A convenience store of a well-known retail brand on Dien Bien Phu street is located in Binh Thanh district, HCM City. The average income of residents in the area with radius of 500 meters is VND7-10 million a month. The convenience store serves 15 percent of consumers with these incomes. However, the approach to the clients with higher incomes remains modest.

Binh Thanh is a district which has many convenience stores bearing different brands, so the competition is stiff. What the retail chains need to do is occupy locations where the purchasing power is good around Dien Bien Phu street.

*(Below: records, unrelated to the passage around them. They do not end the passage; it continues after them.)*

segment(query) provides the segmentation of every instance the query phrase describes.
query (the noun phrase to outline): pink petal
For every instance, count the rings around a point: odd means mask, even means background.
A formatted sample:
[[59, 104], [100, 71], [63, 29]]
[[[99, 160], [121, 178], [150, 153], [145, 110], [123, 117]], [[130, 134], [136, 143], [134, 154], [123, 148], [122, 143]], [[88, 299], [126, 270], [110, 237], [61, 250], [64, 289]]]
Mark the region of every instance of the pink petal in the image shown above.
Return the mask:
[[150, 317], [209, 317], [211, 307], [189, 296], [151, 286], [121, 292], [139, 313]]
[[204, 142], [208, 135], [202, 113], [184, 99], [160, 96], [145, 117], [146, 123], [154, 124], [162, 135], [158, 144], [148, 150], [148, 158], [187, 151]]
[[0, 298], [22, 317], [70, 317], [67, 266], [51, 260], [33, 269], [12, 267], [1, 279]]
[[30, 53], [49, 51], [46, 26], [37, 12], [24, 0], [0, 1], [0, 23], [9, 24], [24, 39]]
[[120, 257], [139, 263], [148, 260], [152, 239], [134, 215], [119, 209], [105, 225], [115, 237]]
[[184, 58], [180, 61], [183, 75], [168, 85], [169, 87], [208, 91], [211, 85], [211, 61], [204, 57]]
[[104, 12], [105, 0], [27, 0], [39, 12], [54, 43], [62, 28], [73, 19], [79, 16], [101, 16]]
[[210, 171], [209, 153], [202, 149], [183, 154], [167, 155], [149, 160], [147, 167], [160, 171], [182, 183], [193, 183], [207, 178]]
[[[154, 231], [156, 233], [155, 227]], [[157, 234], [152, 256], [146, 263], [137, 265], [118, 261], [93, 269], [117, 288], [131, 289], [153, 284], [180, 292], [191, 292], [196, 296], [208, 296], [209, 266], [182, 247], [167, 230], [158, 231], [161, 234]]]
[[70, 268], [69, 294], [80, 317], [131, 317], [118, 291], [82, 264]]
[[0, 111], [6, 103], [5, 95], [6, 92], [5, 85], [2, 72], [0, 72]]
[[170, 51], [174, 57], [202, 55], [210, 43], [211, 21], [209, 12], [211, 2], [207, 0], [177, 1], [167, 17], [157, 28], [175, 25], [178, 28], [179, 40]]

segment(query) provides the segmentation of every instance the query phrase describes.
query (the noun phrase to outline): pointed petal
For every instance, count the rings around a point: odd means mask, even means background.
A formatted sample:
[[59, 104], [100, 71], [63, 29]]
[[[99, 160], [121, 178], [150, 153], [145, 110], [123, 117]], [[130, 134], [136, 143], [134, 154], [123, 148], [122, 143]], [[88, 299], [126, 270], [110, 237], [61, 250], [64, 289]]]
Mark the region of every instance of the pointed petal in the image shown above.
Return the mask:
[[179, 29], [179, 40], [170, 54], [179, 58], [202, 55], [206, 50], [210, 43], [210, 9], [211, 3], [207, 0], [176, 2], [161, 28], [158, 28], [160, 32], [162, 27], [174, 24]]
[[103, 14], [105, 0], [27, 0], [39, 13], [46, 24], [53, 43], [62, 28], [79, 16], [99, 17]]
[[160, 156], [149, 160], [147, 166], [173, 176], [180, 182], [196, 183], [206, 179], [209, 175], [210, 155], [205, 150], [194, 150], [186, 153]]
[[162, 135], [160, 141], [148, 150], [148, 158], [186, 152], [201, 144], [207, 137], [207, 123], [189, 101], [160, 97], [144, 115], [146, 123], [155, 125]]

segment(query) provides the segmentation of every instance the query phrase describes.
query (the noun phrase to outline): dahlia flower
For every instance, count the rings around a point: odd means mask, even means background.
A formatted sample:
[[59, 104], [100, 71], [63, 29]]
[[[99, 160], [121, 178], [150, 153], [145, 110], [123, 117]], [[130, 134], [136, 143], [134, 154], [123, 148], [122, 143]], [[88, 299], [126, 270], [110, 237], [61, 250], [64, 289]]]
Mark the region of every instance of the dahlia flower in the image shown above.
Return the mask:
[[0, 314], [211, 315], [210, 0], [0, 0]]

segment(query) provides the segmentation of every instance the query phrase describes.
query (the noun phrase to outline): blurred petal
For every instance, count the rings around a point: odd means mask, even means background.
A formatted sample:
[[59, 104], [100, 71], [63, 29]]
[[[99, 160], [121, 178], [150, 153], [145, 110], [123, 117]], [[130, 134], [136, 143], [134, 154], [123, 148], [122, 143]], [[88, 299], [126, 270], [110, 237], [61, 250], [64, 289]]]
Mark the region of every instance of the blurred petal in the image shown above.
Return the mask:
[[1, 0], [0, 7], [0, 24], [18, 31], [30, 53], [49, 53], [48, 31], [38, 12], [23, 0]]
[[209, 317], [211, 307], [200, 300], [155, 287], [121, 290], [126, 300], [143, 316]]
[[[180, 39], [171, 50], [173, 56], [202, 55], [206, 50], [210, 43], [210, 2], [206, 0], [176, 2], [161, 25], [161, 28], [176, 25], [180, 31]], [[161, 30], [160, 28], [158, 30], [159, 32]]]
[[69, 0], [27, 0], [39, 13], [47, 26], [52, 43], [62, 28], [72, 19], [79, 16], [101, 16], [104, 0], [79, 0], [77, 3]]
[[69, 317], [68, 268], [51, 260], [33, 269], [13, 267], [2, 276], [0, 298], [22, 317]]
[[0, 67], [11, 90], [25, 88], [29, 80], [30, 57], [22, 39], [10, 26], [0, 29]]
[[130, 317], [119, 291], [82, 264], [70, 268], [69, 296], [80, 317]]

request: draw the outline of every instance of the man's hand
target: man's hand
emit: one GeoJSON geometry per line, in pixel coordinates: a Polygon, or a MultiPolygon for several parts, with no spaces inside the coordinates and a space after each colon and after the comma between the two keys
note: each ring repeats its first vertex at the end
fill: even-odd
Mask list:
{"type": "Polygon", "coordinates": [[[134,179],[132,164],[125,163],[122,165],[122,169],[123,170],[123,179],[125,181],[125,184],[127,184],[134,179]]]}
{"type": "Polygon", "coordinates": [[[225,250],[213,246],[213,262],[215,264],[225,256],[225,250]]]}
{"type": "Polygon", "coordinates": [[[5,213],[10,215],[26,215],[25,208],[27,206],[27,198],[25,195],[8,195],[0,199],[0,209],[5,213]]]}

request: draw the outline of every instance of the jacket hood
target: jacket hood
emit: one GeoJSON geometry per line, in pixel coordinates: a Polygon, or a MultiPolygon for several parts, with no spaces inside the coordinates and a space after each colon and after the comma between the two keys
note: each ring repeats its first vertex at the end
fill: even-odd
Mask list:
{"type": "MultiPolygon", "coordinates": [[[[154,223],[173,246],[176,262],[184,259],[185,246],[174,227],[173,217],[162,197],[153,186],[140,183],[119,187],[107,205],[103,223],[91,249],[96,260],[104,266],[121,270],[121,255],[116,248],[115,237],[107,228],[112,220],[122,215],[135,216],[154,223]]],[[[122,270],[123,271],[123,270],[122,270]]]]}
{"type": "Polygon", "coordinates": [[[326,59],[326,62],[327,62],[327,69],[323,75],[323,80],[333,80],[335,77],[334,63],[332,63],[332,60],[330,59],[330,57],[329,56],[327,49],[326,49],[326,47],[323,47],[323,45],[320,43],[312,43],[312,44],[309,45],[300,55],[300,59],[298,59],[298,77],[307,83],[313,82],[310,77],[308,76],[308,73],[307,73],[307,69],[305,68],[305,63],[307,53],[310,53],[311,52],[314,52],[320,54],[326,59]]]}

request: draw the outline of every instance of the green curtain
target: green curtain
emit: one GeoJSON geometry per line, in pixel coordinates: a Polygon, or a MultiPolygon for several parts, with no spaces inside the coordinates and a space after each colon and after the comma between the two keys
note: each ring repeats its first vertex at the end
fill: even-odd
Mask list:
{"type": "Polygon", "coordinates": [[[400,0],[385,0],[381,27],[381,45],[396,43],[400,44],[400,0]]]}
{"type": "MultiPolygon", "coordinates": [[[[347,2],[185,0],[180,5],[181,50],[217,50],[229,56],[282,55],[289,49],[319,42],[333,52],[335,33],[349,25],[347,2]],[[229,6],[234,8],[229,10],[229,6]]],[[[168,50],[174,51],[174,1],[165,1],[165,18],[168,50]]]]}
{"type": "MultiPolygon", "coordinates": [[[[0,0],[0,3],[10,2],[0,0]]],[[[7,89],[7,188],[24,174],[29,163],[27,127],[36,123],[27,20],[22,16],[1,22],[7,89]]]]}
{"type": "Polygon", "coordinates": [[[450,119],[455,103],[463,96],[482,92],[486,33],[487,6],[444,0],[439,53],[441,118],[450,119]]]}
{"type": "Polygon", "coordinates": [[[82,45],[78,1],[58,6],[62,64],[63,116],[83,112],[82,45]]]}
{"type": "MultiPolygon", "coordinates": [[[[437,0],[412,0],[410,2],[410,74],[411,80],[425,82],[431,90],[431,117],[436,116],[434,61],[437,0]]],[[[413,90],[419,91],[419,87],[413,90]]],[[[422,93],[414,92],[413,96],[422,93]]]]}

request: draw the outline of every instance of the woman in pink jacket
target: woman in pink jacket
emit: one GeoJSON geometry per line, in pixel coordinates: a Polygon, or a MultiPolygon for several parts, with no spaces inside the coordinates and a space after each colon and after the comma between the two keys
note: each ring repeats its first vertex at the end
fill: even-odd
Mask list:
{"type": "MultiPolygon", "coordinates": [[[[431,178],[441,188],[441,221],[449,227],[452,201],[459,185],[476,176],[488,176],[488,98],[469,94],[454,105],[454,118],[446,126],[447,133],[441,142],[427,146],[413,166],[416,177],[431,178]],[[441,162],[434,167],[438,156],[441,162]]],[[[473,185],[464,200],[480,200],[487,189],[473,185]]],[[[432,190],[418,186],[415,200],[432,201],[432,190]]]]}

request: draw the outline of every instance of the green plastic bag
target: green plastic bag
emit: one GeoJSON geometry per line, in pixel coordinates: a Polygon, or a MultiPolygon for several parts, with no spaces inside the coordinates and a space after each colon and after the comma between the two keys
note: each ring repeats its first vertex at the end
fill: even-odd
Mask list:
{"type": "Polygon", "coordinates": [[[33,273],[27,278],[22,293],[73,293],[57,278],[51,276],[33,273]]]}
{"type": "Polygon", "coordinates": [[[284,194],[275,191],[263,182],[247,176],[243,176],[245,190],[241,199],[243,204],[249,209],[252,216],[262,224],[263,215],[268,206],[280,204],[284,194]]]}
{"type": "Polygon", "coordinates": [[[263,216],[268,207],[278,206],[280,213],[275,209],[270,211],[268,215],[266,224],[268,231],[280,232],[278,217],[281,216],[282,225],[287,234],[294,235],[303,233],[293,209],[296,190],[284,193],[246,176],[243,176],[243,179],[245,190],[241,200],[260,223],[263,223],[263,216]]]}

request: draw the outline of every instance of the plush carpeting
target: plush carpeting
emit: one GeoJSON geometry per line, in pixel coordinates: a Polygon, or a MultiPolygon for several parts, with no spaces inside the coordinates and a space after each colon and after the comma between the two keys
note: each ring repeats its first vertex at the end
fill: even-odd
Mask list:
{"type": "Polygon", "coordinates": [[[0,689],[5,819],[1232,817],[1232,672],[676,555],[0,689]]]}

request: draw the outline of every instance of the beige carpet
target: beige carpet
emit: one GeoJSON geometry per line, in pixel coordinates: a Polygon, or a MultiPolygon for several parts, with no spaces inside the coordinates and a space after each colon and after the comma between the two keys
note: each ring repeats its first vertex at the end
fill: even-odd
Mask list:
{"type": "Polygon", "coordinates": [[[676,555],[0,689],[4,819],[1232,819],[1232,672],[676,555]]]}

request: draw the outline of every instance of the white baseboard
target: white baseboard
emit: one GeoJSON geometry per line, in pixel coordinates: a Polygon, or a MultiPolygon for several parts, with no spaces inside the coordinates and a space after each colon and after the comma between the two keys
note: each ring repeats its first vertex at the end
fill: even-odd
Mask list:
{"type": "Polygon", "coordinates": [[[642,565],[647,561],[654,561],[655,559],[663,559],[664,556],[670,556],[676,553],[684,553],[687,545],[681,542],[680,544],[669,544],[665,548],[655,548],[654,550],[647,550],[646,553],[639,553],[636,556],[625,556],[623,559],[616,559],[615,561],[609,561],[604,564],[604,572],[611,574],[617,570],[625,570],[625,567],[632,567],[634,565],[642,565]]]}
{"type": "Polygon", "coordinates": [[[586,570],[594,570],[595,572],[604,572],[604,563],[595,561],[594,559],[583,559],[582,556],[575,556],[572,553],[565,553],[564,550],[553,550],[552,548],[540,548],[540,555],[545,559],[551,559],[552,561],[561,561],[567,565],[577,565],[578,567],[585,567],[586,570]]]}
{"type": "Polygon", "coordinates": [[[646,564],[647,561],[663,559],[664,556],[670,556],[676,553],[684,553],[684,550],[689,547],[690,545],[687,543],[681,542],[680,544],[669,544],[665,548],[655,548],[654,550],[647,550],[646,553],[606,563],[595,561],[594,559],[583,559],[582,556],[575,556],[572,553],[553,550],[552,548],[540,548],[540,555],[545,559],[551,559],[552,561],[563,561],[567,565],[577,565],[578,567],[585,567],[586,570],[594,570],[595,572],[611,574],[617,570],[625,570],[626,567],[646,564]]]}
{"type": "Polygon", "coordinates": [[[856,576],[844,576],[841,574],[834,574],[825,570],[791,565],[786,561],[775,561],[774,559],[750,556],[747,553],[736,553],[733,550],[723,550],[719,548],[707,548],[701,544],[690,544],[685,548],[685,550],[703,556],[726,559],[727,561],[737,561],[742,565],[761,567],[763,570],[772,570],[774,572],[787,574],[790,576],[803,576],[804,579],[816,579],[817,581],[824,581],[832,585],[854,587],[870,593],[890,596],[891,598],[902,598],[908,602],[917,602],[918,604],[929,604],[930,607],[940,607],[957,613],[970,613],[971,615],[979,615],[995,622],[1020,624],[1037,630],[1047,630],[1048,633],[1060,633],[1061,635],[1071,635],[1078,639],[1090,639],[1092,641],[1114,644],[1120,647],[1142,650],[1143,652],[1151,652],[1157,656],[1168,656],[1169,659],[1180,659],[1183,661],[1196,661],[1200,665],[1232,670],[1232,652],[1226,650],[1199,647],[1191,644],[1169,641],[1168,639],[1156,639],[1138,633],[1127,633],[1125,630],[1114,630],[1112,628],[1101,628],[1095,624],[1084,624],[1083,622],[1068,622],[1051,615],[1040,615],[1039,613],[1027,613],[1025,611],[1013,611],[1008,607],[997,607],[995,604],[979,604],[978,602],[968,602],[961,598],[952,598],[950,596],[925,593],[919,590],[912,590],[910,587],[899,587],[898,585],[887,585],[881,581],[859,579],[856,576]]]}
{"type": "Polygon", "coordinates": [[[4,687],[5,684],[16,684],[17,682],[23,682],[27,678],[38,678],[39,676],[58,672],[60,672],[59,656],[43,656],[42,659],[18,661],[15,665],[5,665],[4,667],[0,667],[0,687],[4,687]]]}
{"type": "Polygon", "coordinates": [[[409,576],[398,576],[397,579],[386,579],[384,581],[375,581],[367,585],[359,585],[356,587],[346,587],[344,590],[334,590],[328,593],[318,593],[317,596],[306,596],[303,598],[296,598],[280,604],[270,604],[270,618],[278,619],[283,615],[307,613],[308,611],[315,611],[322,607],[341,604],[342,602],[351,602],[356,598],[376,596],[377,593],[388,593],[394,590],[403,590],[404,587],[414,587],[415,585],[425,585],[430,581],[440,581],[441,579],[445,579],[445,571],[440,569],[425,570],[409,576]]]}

The manager of the retail chain said with thousands of sale points and nearly 1,000 sale points opening each year he cannot make decisions on where to open new stores based on just his feelings. He needs support from high technology.

Part of the technological know-how is a map showing potential customers, demands and shopping behaviors. 

With Big Data and AI, the Vietnamese market is divided into 100m x 100m squares.  The system calculates local people’s income, purchasing power and designs products that should be sold in each square. There are about 33 million squares of this type with tens of criteria updated and analyzed to help retailers made reasonable decisions.

This map helps retail chains to arrange “chessmen on the chessboard” in a reasonable way and approach clients they target. 

With a ‘handshake’ worth $65 million with the Masan Group, Nguyen An Nguyen, CEO of Trusting Social, hopes that in the second half of 2022, the success ratio in opening convenience store will rise from 60 percent currently to 90 percent or higher thanks to the application of the AI retail map.

The CEO of Masan Consumer said that when developing networks, retail chains need to expand retail stores quickly and effectively. And technology will help make the right decisions.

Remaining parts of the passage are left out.